Student Missing after a Math Mishap

Klein Bottle Costume that "Slap" was trying to
don when he blew up.

Tragedy struck this cloistered campus community last night with the disappearance of popular math student Stan Slapernarski. Although details are sketchy, it appears that Slapernarski (known as Slap throughout the university) fell victim to a Halloween stunt gone awry. According to campus police officer Julius Orange, Slapernarski was getting ready for the Math/Stat Department's Halloween party, and suffered a catastrophic wardrobe malfunction. "He intended to go as a Klein Bottle and was ignorant of, or unconcerned about, that figure's inherent instability," Orange said. "Apparently, while using some stage props to alter his homotopy type, he became disoriented, fell into a pole, and diverged to infinity. There has been no sign of him since." It was not known whether alcohol was a factor.

The campus was in shock as news of the calamity circulated. Famous mathemagician Arthur Benjamin, on hand to perform before the Halloween party, said, "It is just a terrible, senseless, tragedy, and one I'm afraid will become all too common unless we wake up to the dangers of mathematics." He explained that the subject's rising popularity is attracting more and more students: "Unfortunately, they get caught up in the thrill of advanced experimental techniques, without adequate training or supervision. Slapernarski should never have attempted that transformation without the guidance of an experienced topologist."

Department Chairman Jeff Hakim was visibly shaken at the news. "We are in a state of chaos," he said. He stated that Slapernarski was a key member of the math club, serving as ringleader for the group. "Slap's disappearance has really thrown us for a curve," he added elliptically. The chair's mental state was reflected in the disarray of his attire.
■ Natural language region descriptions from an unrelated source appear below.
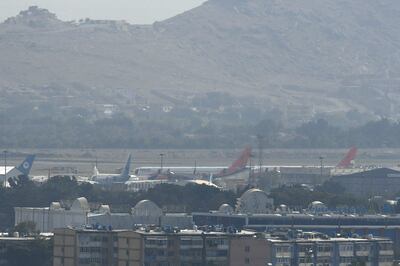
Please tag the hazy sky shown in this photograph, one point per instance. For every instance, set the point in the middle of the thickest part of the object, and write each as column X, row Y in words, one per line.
column 134, row 11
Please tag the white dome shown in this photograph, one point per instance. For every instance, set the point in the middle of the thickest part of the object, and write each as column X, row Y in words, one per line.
column 226, row 208
column 104, row 209
column 55, row 205
column 315, row 203
column 146, row 208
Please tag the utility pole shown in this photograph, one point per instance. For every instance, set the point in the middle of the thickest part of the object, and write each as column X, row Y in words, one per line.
column 161, row 161
column 5, row 168
column 321, row 160
column 260, row 139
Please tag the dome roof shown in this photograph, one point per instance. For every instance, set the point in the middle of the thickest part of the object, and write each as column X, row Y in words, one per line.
column 104, row 209
column 55, row 205
column 315, row 203
column 80, row 204
column 226, row 208
column 253, row 190
column 255, row 201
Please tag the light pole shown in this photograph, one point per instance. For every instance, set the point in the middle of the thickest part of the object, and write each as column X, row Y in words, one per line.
column 321, row 160
column 161, row 161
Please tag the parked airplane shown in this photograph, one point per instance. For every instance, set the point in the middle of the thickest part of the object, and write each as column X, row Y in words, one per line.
column 99, row 178
column 12, row 173
column 194, row 172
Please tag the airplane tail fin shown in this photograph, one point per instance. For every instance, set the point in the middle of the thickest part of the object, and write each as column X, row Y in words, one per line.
column 26, row 165
column 126, row 171
column 241, row 162
column 95, row 171
column 348, row 159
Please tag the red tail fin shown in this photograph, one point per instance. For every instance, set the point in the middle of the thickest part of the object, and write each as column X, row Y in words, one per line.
column 347, row 160
column 241, row 162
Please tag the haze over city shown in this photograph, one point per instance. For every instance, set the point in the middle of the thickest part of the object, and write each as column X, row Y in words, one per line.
column 200, row 133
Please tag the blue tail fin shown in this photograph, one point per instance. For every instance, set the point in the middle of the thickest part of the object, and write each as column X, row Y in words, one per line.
column 126, row 171
column 26, row 165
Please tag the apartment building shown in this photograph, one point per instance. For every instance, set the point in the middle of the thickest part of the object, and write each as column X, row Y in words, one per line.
column 83, row 247
column 309, row 249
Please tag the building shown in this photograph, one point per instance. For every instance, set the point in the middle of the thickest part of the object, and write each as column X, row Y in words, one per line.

Hakim was to appear at the Halloween party dressed as the character Neo, but somehow he inverted his Matrix costume, and had his pants on inside out. Other members of the faculty tolerantly overlooked this eccentricity. "It's nothing out of the ordinary for Jeff," one remarked.
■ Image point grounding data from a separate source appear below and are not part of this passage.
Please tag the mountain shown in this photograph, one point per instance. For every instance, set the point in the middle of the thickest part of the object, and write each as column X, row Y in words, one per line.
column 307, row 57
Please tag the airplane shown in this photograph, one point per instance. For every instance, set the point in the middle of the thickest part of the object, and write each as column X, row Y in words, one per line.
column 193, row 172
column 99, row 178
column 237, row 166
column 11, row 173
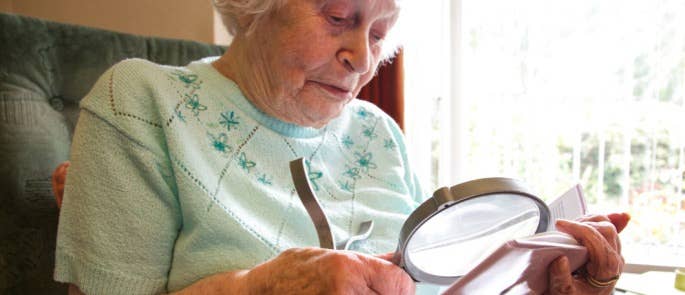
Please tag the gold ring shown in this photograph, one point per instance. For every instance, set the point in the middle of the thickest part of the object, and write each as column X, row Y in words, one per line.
column 600, row 284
Slapernarski was a celebrated campus figure and a popular student leader. His exploits as captain of the campus mathematics squad were legendary. In addition, he was the front man for a successful garage band called "Moobius." In a recent review in the trade weekly Vocalville, the band's signature smooth covers were described as "complex and irrational, though somewhat derivative."

Strangely, Slapernarski's disappearance is not without precedent in his family. By a macabre twist of fate, he is the name-sake of a revered grand uncle who suffered a similar misfortune. The uncle's story was chronicled by popular mathematics writer Martin Gardner, whose account can still be found in ``The No-Sided Professor,'' (Prometheus, 1987). Attempts to reach Gardner for comment on the current happenings were unsuccessful.
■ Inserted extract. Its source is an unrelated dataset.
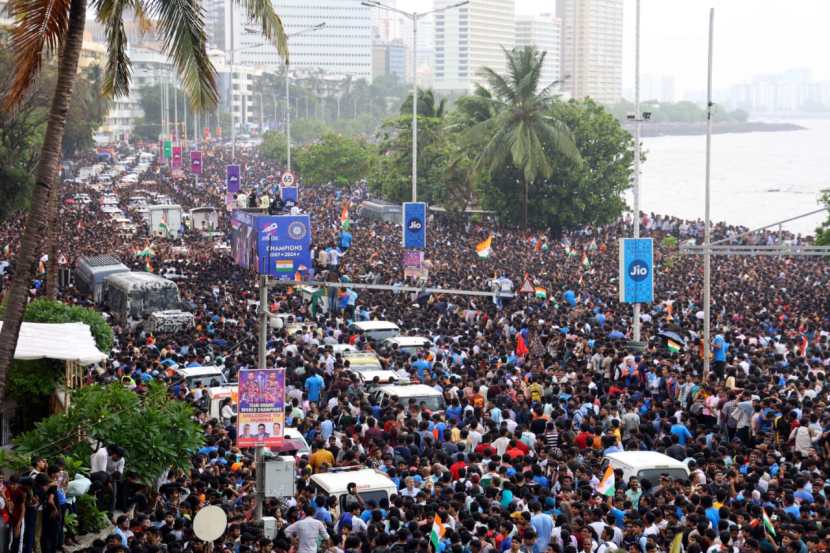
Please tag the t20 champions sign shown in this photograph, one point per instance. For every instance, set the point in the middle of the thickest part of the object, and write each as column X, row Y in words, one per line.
column 636, row 270
column 414, row 225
Authorities still hold out hope for Slapernarski's eventual return. It is speculated that he ascended into a higher dimensional space when he assumed the Klein bottle configuration. "If and when he untangles himself, he might very well emerge again into our familiar three dimensions," said cosmologist Ellen Hurley-Braun. "We can only hope that when he rematerializes, he will resume his original orientation. It would be very inconvenient if he comes back inside-out, for example."